The Horn of Africa faces a looming crisis as leaders debate whether ‘famine’ accurately describes the situation. A prolonged three-year drought has left over 23 million individuals in Ethiopia, Kenya, and Somalia facing extreme hunger. The drought has been followed by devastating floods, destroying livestock and farmland and displacing hundreds of thousands across the region. Even anticipated rains in March last year brought no relief, causing flash floods that exacerbated the humanitarian crisis, particularly in southern Somalia.

One primary driver of the food crisis in the Horn of Africa is the lack of access to adequate financing for climate adaptation and resilience-building initiatives. Despite existing international commitments to climate finance, funding allocation to vulnerable regions remains insufficient. Moreover, the complex bureaucracy and stringent eligibility criteria hinder countries in the region from accessing crucial climate finance.

In the Sahel, especially in Burkina Faso, Niger and Mali, food insecurity is not new; however, the current crisis has exacerbated the situation to alarming levels. A staggering 45,000 individuals face the imminent threat of reaching catastrophic levels of hunger, while approximately 16.5 million children under the age of five are poised to experience acute malnutrition. Among them, nearly five million are at risk of severe acute malnutrition, which can have debilitating consequences.

The conflict in the Sahel is a cause and consequence of food insecurity. Competition over scarce resources, particularly arable land and water, has fueled community tensions and escalated violence. In this sense, the conflict and food insecurity in the Sahel are deeply interconnected, each feeding into and exacerbating the other.

So, what’s the solution to ending hunger and its most deadly form of malnutrition and transforming food systems across  Africa? 

As the UN Secretary-General aptly said, “starving food systems of investment means, quite literally, starving people.”

So, what’s the solution to ending hunger and its most deadly form of malnutrition and transforming food systems across  Africa? 

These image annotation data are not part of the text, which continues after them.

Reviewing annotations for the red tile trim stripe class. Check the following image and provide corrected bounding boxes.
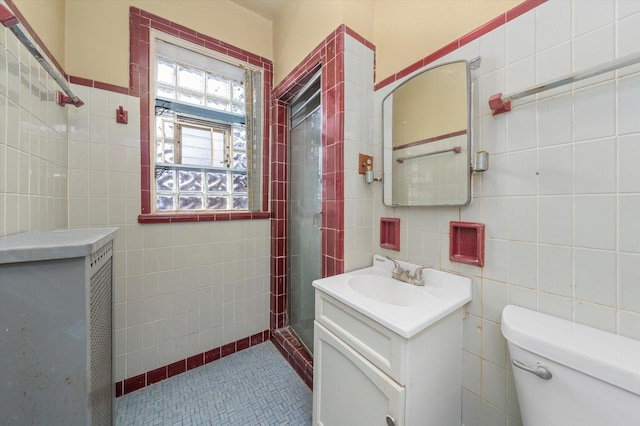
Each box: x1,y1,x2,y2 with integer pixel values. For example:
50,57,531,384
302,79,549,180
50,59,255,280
128,7,273,223
138,212,271,223
393,129,467,151
374,0,547,90
2,0,68,79
69,75,129,95
115,330,268,397
0,4,18,28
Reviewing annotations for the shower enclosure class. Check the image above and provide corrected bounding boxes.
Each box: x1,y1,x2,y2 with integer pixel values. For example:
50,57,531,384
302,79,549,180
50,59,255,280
287,75,322,353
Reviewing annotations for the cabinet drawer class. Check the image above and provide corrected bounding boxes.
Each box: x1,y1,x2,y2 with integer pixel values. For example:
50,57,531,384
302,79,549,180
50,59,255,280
316,290,406,385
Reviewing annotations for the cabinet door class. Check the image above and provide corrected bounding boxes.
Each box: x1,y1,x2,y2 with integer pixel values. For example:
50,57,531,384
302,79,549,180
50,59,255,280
313,322,405,426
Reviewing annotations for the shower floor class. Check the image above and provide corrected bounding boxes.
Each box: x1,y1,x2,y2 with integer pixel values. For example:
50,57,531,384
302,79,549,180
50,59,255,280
116,342,312,426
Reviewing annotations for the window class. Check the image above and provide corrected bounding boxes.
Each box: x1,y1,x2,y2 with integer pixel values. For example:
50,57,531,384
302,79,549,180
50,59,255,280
150,35,263,213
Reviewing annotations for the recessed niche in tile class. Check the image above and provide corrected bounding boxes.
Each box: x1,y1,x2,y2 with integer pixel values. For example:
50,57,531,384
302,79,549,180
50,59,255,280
449,222,484,266
380,217,400,251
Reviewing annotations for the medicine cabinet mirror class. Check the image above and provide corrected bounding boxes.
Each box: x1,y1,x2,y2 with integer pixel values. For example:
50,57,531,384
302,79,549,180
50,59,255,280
382,61,471,206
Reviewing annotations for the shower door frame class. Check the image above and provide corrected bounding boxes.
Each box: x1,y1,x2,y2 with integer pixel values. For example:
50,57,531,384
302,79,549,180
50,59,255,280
270,25,356,387
286,71,323,357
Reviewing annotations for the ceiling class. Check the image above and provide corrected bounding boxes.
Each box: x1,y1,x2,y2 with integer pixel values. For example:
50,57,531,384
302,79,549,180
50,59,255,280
231,0,288,21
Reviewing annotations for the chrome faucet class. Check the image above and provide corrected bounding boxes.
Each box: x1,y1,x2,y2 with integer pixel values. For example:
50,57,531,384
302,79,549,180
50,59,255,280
387,256,427,285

The CAADP (Comprehensive Africa Agricultural Development Programme) is essential for addressing hunger and malnutrition in Africa by focusing on agricultural productivity, food security, poverty reduction, and economic growth. Aligning national agricultural plans with CAADP principles allows governments to support smallholder farmers, improve infrastructure, and promote sustainability. Collaboration among governments, civil society, and the private sector is crucial. Yet, political commitment, funding, and effective implementation are necessary for success. With determination, CAADP can lead Africa toward a future where all have access to nutritious food, eradicating hunger and poverty on the continent.

Smallholder farmers, often overlooked despite their pivotal role, are one answer. These entrepreneurs, our neighbours, are the linchpin of local, national, and regional food systems, producing most of the food in sub-Saharan Africa. Shockingly, most smallholders endure intergenerational cycles of hunger, malnutrition, poverty, and distressing health setbacks. In response, African smallholder farmers are using their voices to demand initiative from African leaders at the AU Summit through the Hungry for Action Campaign’s Call to Action. The question then becomes, what must be done?

Prioritising food sovereignty in Africa means embracing locally controlled, sustainable agricultural practices. Empowering women smallholder farmers is pivotal for enhancing productivity and fortifying local food systems against climate change and market volatility. Safeguarding indigenous knowledge and biodiversity is essential for long-term food security, investments in rural infrastructure, and agroecological farming promotion. This shift offers Africa a transformative opportunity for a more equitable and sustainable food future.

Investing in Africa’s youth is critical for transforming the continent’s food security. With Africa’s youthful population heavily involved in agriculture, directing resources towards enhancing their skills can substantially boost productivity and sustainability. Empowering youth can also foster entrepreneurship and cultivate leaders who advocate for food sovereignty policies.

Urgent international solidarity and financial support are needed for climate adaptation and resilience-building efforts in the Horn of Africa and Sahel regions. Donor countries and financial institutions must honour their commitments to provide adequate climate finance. Addressing the crisis in the Sahel requires a comprehensive approach that tackles conflict, climate change, and food insecurity through diplomatic efforts, aid, and long-term development initiatives.

The AU’s role in addressing food sovereignty is crucial given alarming hunger and malnutrition statistics. Past commitments have been hindered by insufficient political will and resources, demanding immediate action for Africa’s resilience. The outcome of the 4th CAADP Biennial Review is eagerly awaited, reflecting member states’ commitment to agricultural progress.

With AU’s recent inclusion in the G20 and President Lula da Silva’s emphasis on hunger eradication, there’s a foundation for championing Africa’s future. While the AU Summit focuses on education, addressing food sovereignty remains equally urgent. Let the 2024 AU Summit be a turning point in securing the right to food and Africa’s vibrant future.